Today I hope to get into the city again.but first it’s the mayhem of getting breakfast at the university
And then 7 lectures
But it is a stunning city. I will come back but socially…
Wow very good job ! Hello from Italy my friend . Have a nice and sober day
You too ! Sono determinato ma italiano e’ molto difficile I am determined but Italian is very difficult:)
Grazie ! Piano piano lo imparerai … sono sicuro . Un giorno alla volta
Ciao ciao !
un giorno alla volta per l’italiano.
un giorno alla volta per non bere alcolici
Spero Che tu abbia una buona giornata
The world is an amazing opportunity to become some thing new without alcohol
Love it Just cruisin along
Day 477 Just cryisin with the flow…
15 days!!! I am happy!! It is the half of a month. Please, please Lord. Grant me more time of sobriety… Give the strenght and the wisdom to make good choices. I am still on holidays very rested and calm. I don’t want to be afraid of coming back to routine
Day 421 up to take my dog to the vet for a check up. Got my flat cleaned and tidied last night, and it’s all done for the weekend now so I don’t have that to think about, for me this is a big advantage of staying sober.
My friend is staying as he is getting work done on his flat. I had a word last night that he needs to be tidier and more careful, was conscious I sounded like a proper grown up but he contaminated my recycling bin with food waste so I took a few deep breaths and discussed it politely.
Have a great day all, looking forward to the Sweden v England game.
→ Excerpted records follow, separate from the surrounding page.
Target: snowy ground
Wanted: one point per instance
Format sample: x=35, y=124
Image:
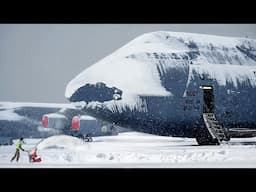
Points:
x=132, y=150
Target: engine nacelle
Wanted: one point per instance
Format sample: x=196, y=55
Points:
x=54, y=120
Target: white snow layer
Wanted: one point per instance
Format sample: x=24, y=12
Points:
x=133, y=149
x=133, y=67
x=10, y=105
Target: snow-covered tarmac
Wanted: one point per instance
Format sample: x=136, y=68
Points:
x=133, y=150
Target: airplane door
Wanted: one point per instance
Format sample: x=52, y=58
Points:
x=208, y=99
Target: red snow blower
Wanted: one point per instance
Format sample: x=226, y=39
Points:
x=33, y=157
Not sure who I want to win.
Woke up at 5 am. Tried ever since to get back to sleep. It’s now 10.24 and I’m giving up as the rest of the house are being noisy as.
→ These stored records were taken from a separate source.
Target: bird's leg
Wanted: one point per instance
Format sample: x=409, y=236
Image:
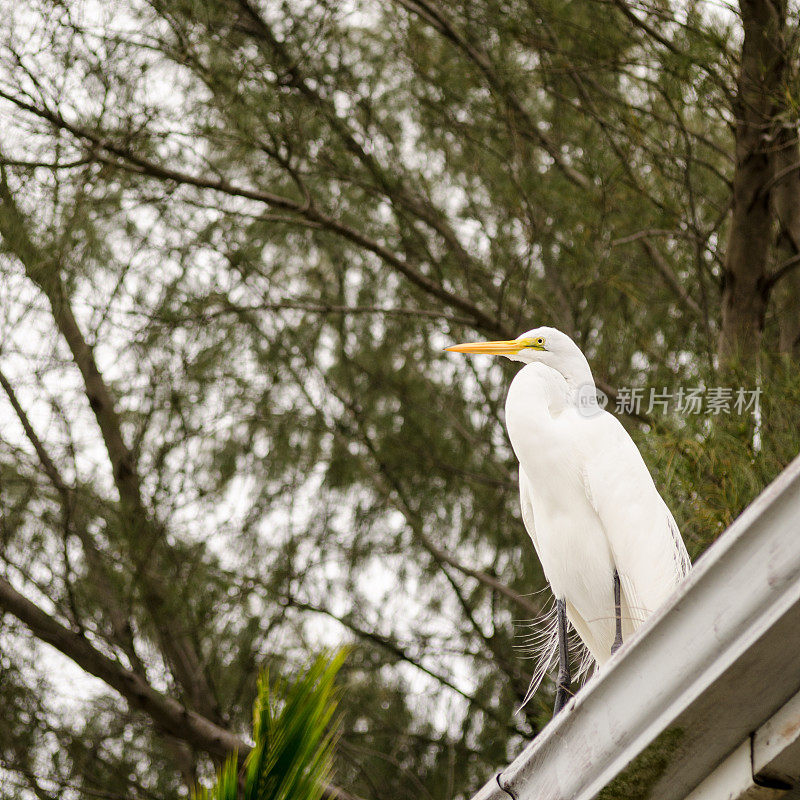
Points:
x=618, y=614
x=563, y=685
I’m going to be a right grumpy sod. I need more than 5 hours sleep. Stupid brain.
Keep up the great work!! You inspire me, as I’m 4 days behind you. You’ve got this!
Checking in day 40…
Whitewater Center with my sober muse, and my 12-year-old daughter
Hoping to fit in zip lining, rope course, and either kayaking or paddleboarding. Paddleboarding is a little tough yet for my little one, so we’ll see. We got a pretty big storm and some flooding and trees down late yesterday afternoon, so water stuff might not even be open.
Have a great day everyone.
Day 284. Back from Hawaii. Exhausted, but still sober.